Hitler, Frankfurt Okulu temsilcilerinin çalışmalarını yaptıkları bir platform
olan Institut für Sozialforschung adlı kurumu kapatmıştır. Bu kurum
içinde çalışma yapanların bir bölümü çalışmalarına devam edebilmek için mecburi
olarak ülkeyi terk etmişlerdir.
The Authoritarian Personality adlı kitapta analiz edilen karakterin
temelinde Freud vardır. Sert ve cezalandırıcı ebeveynden gelen çocukların
otoriter karakterleri kendilerine idol olarak aldığını anlatmaktadır Freud.
Kitap, yukarıda adı geçen isimlerin farklı psikolojik ve sosyolojik açılardan
yaptıkları katkıların bir araya getirilmesiyle oluşur.

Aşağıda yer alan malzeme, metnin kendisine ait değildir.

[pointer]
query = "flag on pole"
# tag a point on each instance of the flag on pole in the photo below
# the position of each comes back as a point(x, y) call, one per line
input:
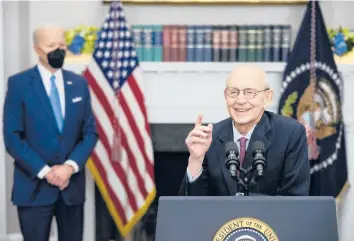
point(122, 162)
point(311, 93)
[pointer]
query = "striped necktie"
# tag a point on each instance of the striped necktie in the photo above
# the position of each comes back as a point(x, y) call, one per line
point(55, 101)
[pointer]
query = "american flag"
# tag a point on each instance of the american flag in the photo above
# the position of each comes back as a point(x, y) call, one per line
point(126, 181)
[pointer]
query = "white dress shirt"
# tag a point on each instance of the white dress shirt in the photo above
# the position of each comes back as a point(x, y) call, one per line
point(237, 136)
point(59, 81)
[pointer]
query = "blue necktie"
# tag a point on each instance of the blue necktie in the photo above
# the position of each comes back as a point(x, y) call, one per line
point(55, 101)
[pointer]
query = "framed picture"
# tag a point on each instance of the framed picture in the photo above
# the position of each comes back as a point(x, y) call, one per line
point(214, 2)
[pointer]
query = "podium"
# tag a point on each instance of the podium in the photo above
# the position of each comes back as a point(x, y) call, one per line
point(246, 218)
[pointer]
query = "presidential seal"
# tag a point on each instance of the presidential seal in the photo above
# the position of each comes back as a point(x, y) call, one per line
point(245, 229)
point(318, 107)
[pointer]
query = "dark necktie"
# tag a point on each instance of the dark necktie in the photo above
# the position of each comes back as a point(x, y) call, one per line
point(242, 141)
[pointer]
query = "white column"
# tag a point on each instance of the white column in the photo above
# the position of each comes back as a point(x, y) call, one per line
point(3, 213)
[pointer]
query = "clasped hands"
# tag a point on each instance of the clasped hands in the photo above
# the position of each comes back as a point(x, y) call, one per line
point(60, 175)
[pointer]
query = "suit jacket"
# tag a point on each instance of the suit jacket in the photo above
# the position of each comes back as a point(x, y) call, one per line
point(288, 167)
point(33, 139)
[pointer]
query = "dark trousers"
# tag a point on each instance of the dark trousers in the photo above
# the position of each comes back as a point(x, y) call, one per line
point(35, 222)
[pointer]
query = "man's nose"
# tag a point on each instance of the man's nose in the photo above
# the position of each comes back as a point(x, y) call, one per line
point(241, 99)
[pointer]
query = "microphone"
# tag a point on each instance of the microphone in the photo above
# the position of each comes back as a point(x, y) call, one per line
point(259, 162)
point(232, 162)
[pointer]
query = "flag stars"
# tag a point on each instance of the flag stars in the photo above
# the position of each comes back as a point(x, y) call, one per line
point(110, 74)
point(107, 54)
point(99, 54)
point(297, 70)
point(109, 45)
point(115, 84)
point(104, 64)
point(303, 67)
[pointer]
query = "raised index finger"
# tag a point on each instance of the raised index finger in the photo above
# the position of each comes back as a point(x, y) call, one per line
point(199, 120)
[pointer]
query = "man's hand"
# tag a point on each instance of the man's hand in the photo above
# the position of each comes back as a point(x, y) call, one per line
point(198, 142)
point(60, 175)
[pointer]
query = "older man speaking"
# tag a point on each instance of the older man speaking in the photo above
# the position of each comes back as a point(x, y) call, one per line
point(247, 95)
point(50, 131)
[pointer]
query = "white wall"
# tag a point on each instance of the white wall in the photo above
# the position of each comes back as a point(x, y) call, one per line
point(21, 18)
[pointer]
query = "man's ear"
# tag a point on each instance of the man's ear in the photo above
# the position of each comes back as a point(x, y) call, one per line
point(225, 93)
point(268, 98)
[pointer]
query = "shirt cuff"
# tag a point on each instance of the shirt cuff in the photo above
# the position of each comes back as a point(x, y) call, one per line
point(44, 171)
point(73, 164)
point(192, 179)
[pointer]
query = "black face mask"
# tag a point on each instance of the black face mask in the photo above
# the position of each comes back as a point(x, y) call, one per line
point(56, 58)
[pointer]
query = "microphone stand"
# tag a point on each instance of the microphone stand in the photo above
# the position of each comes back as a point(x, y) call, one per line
point(245, 182)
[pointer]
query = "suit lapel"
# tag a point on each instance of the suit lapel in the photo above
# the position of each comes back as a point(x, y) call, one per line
point(259, 134)
point(69, 94)
point(223, 138)
point(39, 90)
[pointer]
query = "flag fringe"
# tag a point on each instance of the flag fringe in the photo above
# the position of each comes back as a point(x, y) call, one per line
point(127, 228)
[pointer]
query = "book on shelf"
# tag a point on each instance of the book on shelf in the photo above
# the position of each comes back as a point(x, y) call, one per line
point(212, 43)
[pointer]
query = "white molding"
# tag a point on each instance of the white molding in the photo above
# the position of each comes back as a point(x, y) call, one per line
point(18, 237)
point(3, 176)
point(199, 66)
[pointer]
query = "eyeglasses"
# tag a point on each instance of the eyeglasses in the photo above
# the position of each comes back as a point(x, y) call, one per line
point(248, 93)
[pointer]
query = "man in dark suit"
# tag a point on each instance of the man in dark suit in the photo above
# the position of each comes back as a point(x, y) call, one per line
point(247, 96)
point(50, 131)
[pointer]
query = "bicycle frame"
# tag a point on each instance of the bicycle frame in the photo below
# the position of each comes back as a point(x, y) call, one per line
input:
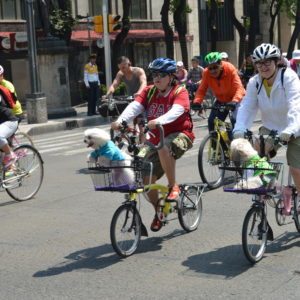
point(221, 137)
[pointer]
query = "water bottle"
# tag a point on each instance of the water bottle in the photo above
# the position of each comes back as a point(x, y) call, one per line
point(287, 200)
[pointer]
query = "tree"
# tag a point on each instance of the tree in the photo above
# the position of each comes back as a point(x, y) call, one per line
point(117, 47)
point(293, 10)
point(242, 33)
point(180, 10)
point(274, 10)
point(169, 34)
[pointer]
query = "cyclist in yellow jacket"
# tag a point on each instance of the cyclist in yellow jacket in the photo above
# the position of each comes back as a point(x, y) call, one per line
point(17, 109)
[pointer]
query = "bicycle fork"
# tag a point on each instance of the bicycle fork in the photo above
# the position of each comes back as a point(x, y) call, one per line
point(261, 208)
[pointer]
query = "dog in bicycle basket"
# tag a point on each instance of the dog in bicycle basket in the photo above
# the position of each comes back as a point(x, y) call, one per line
point(107, 154)
point(256, 171)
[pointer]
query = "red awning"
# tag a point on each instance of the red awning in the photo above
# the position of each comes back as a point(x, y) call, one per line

Yine aynı isimlerin ortaya koydukları bir kavram bulunmaktadır: sağ
otoritarianizmi. Bu kavram altında değerlendirilen kişiler, toplumun temel
normlarına, değerlerine bağlı olan, gelenekçi, güçlü, kararlı karakterlere
yönelme ve inanma eğilimindedirler. Kendi normlarına uymayan toplumsal
kesimlere karşı cezalandırıcı yaklaşımlara da prim veren ve destekleyen
tavırlarıyla bilinmektedirler.
Bir tarafta
otokratik bir lider, diğer yanda otokrasiye prim veren karakterler. Lideri F
Ölçeği ile test eden analizler, lideri seçenleri de RWA (Right-wing
Authoritarianism) ölçeği ile analiz etmektedir.
RWE ölçeğinde üç temel kriter dikkat çekiyor:
- Otoriter teslimiyet: kişinin, toplumda güçlü kabul bulmuş ve meşru bir lidere kendini teslim etme isteği.
- Otoriter agresyon: toplumun gelenekçi yanına itiraz eden, gelenekçi yapıdan sapanlara yönelik şiddet hisleri taşınıyor olması.
- Gelenekçilik: toplumun geleneklerine, normlarına aşırı bağlılık ve toplumun her kesiminin bu geleneklere ve normlara bağlanması beklentisi ve isteği.
Liderler için F ve toplum için RWA ölçeğini düşündüğümüzde ve her ikisinin de yüksek değerler verdiği toplumsal yapılarda insan hakları ve demokrasi kavramlarının yeşermesi ya da ilerlemesi mümkün değil. Bu tip toplumlar, ilerlemeye son derece kapalı ve dolayısıyla sorgulama kültürüne çok uzak. RWA ölçeği ile ilgili üç kriterin anlattığı özelliklerden, sorgulayan bir kültürün ortaya çıkabilmesi mümkün değil.
Bir toplumun sorgulamasını, kendi haklarına ve demokrasiye sahip çıkmasını istiyorsanız eğitime yönelmeniz gerekir. Bu da, nasıl bir eğitim sistemi yaratmak gerektiği sorusunun sorulduğu noktaya gider. Gelenek ile yoğurulmuş eğitim anlayışı ile RWA ölçeğinde sizi yüksek değerlere götüren bir toplum yaratırsınız. Böylece, toplumun aldığı eğitime göre, toplumlara nasıl liderlerin iyi geldiği konusunda da bazı yorumlara varabilirsiniz. Hangi topluma nedir uygun olan ve bunu kim bilebilir? Son derece karmaşık konular!
Theodor W. Adorno, Else Frenkel-Brunswik, Daniel Levinson ve Nevitt Sanford 1. Dünya Savaşı sonrasındaki perişan Almanya'nın Hitler'i nasıl iktidara getirdiğini anlamaya çalışarak yola çıkmışlardı. Sözünü ettiğimiz toplum, sorgulayan, bilimde, müzikte, felsefede, fizikte, kimyada dev isimler üretmiş bir toplum. Diğer yandan, kendisini milyon mertebesinde bir enflasyon, fakirlik ve sosyal perişanlık içinde buluvermiş bir savaş sonrası toplumu. Sonuç: Hitler'in iktidarı ve 2. Dünya Savaşı.
Tarihi bilmek, ve bulguları bilimsel analize tabi tutmak doğru hedef belirlemenin olmazsa olmazı.